Law News
Court Affirms IPOB’s Proscription, Designation as Terrorist Group

The Federal High Court in Abuja on Thursday dismissed the application by the Indigenous People of Biafra asking for an order reversing the order proscribing the group and designating it a terrorist organisation.

Delivering his ruling on IPOB’s application, the Acting Chief Judge of the Federal High, Justice Abdu Kafarati, resolved all the three formulated issues against the group, and held that the September 20, 2017 proscription order of the court was validly issued.

The judge awarded N500,000 as cost against IPOB for filing the “unmeritorious” application.

Justice Kafarati had on September 20, 2017, made the order proscribing IPOB and designating it as a terrorist group upon an ex parte application by the Attorney General of the Federation and Minister of Justice, Mr. Abubakar Malami (SAN).

But in a motion filed by the group before the same judge on September 22, 2017, it was contended that the proscription order was unconstitutional.

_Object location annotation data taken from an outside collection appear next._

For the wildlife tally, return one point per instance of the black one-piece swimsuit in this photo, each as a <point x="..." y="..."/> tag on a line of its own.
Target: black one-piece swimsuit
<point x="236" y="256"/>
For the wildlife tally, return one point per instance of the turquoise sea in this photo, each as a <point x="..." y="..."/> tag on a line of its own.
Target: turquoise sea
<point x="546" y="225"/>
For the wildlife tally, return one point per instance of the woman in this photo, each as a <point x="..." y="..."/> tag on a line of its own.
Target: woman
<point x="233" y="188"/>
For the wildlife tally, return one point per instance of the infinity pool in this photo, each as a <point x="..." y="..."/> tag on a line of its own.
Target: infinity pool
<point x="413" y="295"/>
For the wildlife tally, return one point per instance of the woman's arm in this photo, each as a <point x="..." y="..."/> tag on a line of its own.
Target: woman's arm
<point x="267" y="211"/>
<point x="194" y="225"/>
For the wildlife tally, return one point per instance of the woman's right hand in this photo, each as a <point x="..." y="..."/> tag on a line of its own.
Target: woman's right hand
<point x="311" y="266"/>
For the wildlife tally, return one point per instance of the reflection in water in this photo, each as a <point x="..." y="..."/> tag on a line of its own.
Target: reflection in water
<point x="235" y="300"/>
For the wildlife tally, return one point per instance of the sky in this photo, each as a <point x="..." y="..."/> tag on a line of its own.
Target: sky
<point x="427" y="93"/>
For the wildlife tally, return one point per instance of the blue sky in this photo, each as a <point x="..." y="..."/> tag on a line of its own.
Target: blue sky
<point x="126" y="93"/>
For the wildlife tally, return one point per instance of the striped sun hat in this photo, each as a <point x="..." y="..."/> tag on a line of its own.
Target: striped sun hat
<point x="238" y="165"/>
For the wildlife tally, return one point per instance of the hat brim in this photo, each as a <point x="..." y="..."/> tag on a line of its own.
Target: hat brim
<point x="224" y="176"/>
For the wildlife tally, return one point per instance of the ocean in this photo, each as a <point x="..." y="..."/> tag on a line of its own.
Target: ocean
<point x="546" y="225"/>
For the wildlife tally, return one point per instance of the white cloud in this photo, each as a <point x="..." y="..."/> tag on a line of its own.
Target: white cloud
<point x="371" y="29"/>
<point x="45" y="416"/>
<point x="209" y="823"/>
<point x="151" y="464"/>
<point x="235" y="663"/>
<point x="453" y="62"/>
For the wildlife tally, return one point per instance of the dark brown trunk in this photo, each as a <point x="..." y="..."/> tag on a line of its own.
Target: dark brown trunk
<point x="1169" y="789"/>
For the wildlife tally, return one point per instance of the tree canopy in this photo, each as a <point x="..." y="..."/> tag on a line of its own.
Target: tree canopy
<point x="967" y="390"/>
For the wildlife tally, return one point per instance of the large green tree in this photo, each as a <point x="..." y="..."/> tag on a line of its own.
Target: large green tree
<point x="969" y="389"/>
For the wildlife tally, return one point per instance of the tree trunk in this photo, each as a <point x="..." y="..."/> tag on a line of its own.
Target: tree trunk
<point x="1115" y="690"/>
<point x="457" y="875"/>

The motion was anchored on 13 grounds, first of which was that the proscription order was made without jurisdiction “as the order was granted against an entity unknown to law.”

The AGF office subsequently filed a counter-affidavit justifying the proscription order of the court.

Justice Kafarati heard the two parties on November 14, 2017 after which he adjourned for ruling on whether or not the proscription of IPOB should be proscribed.

But ruling on Thursday, the judge dismissed the contention of IPOB’s lawyer, Mr. Ifeanyi Ejiofor, who submitted that IPOB was only registered in seven other countries and not in Nigeria, as such the group could not sue or be sued in Nigeria.

The judge noted that an organisation registered abroad could be likened to a foreigner who could be lawfully arrested in another country where he was found to have committed a crime.

The judge also held that the issuance of the proscription order by him in chambers following an ex parte application was in accordance with the provision of the Terrorism Prevention Act.

He said, “I hold that the ex parte application by the Attorney General of the Federation was properly brought.

“The Indigenous People of Biafra can sue and be sued in Nigeria. I so hold.

He also held that hearing the AGF’s motion ex parte, did not violate the group’s right to fair hearing, rights to freedom of assembly, freedom of assembly and freedom of expression.

According to the judge, the procedure adopted by the court in hearing and issuing the ex parte order was as provided for in section 21 of the Terrorism (Prevention) Act.

He held that the AGF met all the requirements for the filing of the motion, including exhibiting the presidential order proscribing the organisaton.

“The memo of the President was attached to the application as Exhibit 11A,” he ruled.

Shortly after the ruling was delivered on Thursday, IPOB’s lawyer, Ejiofor, vowed to appeal against it.